De Sica costruisce un racconto di una semplicità disarmante, ma di una precisione emotiva quasi chirurgica. L’uso di attori non professionisti, le riprese in esterni e la macchina da presa che segue i personaggi tra le strade di Roma trasformano la città in un organismo vivo, indifferente e a tratti ostile. È il neorealismo nella sua forma più pura: niente orpelli, solo la vita che accade, con tutta la sua durezza.

Interpretazioni

Lamberto Maggiorani, operaio nella vita reale, porta sullo schermo un Antonio asciutto, trattenuto, quasi impacciato: proprio questa “imperfezione” rende il personaggio credibile e struggente. Enzo Staiola, nei panni di Bruno, è il cuore emotivo del film: il suo sguardo, sospeso tra infanzia e consapevolezza precoce, rende ogni scena condivisa col padre un colpo allo stomaco.

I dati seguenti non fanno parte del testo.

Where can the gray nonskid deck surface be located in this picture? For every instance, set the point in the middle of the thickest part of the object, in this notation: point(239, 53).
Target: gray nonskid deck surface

Fotografia e colonna sonora

La fotografia in bianco e nero di Carlo Montuori scolpisce una Roma povera, piovosa, fatta di piazze affollate e interni spogli. La luce è spesso dura, quasi documentaristica, ma sa farsi intima nei momenti tra padre e figlio. Le musiche di Alessandro Cicognini accompagnano con discrezione, sottolineando la malinconia senza mai scivolare nel ricatto emotivo.

Temi e messaggi

Povertà, dignità, paternità: Ladri di biciclette è un film sul peso di essere uomini quando non si hanno più appigli. La bicicletta non è solo un oggetto, ma la possibilità di lavorare, di “valere” qualcosa agli occhi degli altri e di se stessi. Il rapporto tra Antonio e Bruno è il vero centro del film: il bambino assiste, quasi in diretta, alla lenta erosione dell’integrità del padre, fino a quel finale in cui i due camminano mano nella mano, confusi nella folla, più soli che mai.

Giudizio complessivo

Voto: ★★★★★ (capolavoro assoluto)

Ladri di biciclette è uno di quei film che non invecchiano perché non parlano solo di un’epoca, ma di una condizione umana universale: la lotta per mantenere la propria dignità quando il mondo sembra fatto apposta per togliertela. È una lezione di cinema e, soprattutto, una lezione di sguardo: ci obbliga a non distogliere gli occhi dalla fragilità degli ultimi, ricordandoci che dietro ogni “piccolo” furto può nascondersi una grande disperazione.